Raid israeliani in Libano, migliaia in fuga. Cresce il rischio di un’escalation regionale
L’IDF valuta un’operazione di terra contro Hezbollah. Teheran denuncia 555 morti dopo i raid israelo‑americani e rivendica attacchi contro obiettivi in Medio Oriente
Migliaia di persone hanno lasciato Beirut e il sud del Libano dopo i raid israeliani della notte, che hanno colpito la capitale e diverse aree meridionali. Le strade sono state invase da auto e famiglie in fuga, mentre l’esercito israeliano ha dichiarato di non escludere un’invasione di terra contro Hezbollah, avvertendo che i combattimenti potrebbero durare “molti giorni”. Secondo fonti militari, sarebbe stato colpito “un importante esponente” del movimento sciita a Beirut, forse il leader Naim Qassem.

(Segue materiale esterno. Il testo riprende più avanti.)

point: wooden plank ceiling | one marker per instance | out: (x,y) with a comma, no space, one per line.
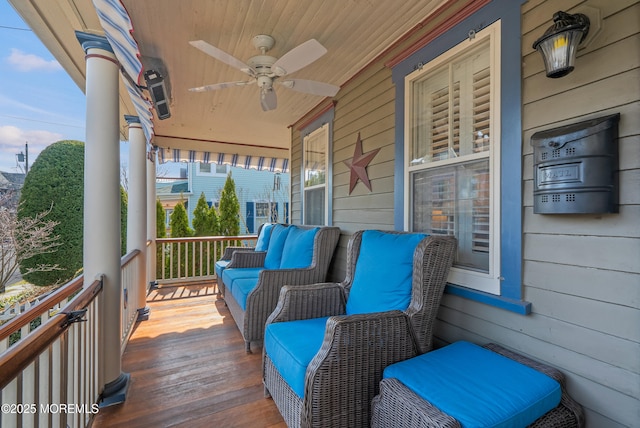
(353,31)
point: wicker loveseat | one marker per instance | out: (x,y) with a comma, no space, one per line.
(326,345)
(467,385)
(251,282)
(262,243)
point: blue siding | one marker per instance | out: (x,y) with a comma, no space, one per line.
(251,186)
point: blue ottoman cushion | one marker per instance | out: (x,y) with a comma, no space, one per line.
(478,387)
(292,345)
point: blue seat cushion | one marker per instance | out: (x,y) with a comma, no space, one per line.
(292,345)
(298,248)
(384,272)
(478,387)
(230,275)
(276,244)
(220,266)
(241,288)
(263,239)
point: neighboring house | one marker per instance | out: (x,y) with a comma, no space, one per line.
(263,196)
(10,185)
(562,288)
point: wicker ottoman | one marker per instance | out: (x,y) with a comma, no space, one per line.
(397,406)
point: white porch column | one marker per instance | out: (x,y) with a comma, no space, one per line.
(151,216)
(137,208)
(102,205)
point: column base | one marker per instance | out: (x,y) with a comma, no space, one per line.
(115,392)
(143,313)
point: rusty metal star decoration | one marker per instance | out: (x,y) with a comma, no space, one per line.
(358,165)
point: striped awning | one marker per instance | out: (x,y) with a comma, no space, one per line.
(259,163)
(118,30)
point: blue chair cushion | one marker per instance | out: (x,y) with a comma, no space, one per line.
(220,266)
(276,244)
(478,387)
(263,239)
(298,248)
(241,289)
(292,345)
(384,271)
(230,275)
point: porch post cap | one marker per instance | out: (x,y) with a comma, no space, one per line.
(131,119)
(89,41)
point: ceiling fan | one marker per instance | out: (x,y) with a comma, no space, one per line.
(267,71)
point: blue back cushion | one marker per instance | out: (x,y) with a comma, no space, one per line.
(276,244)
(478,387)
(263,238)
(384,270)
(298,248)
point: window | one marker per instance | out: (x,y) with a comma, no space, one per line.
(452,149)
(314,180)
(212,169)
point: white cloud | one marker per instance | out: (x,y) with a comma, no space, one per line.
(29,62)
(13,139)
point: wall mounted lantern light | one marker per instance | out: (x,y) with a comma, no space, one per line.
(559,44)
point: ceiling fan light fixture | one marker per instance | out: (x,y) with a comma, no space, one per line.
(265,82)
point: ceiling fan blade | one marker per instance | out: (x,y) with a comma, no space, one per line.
(298,57)
(221,55)
(268,99)
(216,86)
(311,87)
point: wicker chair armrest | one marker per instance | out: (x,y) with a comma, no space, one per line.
(263,299)
(309,301)
(228,251)
(355,351)
(241,259)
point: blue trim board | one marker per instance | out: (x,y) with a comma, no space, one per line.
(514,305)
(511,147)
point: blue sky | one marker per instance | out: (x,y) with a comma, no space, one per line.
(39,103)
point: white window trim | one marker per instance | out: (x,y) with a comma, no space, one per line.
(322,129)
(486,282)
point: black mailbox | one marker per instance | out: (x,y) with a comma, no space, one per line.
(575,168)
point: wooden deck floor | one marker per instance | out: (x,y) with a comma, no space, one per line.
(189,369)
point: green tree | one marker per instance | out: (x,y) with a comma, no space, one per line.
(161,229)
(56,182)
(124,206)
(205,219)
(229,209)
(179,222)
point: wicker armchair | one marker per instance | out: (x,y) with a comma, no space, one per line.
(226,260)
(262,300)
(344,375)
(399,407)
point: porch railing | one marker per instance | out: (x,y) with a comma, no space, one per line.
(130,276)
(55,365)
(50,355)
(193,259)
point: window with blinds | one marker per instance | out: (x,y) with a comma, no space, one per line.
(452,180)
(315,149)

Parallelamente, l’Iran denuncia almeno 555 morti dall’inizio dei raid israelo‑americani di sabato. Teheran sostiene inoltre di aver abbattuto un caccia F‑15 statunitense in Kuwait, mentre esplosioni sono state segnalate a Gerusalemme, Dubai e Doha in seguito al lancio di missili iraniani.
La tensione cresce anche sul fronte diplomatico: la Francia ha fatto sapere di essere pronta a partecipare alla difesa dei Paesi del Golfo in caso di ulteriore escalation.